Hence, by given 1st condition: 6 m + 8 b = 1/10 ………… (i)

and by given 2nd condition: 26 m + 48 b = 1/2 ……………..(ii)

To solve, let’s multiple 1st equation (i) by 8 and subtract (ii) from it, we get:

6 (6 m + 8 b = 1/10) – (26 m + 48 b = 1/2)

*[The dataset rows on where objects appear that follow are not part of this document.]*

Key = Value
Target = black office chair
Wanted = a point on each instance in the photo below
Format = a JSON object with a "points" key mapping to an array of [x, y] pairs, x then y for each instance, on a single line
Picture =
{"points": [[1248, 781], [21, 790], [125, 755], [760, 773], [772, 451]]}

∴ (36 m + 48 b) – (26 m + 48 b) = 6/10 – 1/2

∴ 36 m + 48 b – 26 m – 48 b) = 6/10 – 5/10

∴ 10 m = 1/10

∴ m = 1/100

From equation (i): 8 b = 1/10 – 6m

∴ 8 b = 1/10 – 6/100 =10/100 – 6/100 = 4 /100

∴ 2b = 1/100

∴ b = 1/200

Now work done by 15 men and 20 boys in 1 day: 15 m + 20 b

= 15/100 + 20/200 = 30/100 + 20/200 = 50/200 = 1/4

Since time taken by 15 men and 20 boys together to finish 1/4 work = 1 day

∴ time taken by 15 men and 20 boys together can finish full work = 1/(1/4) = 4 days

Hence, Answer is [A].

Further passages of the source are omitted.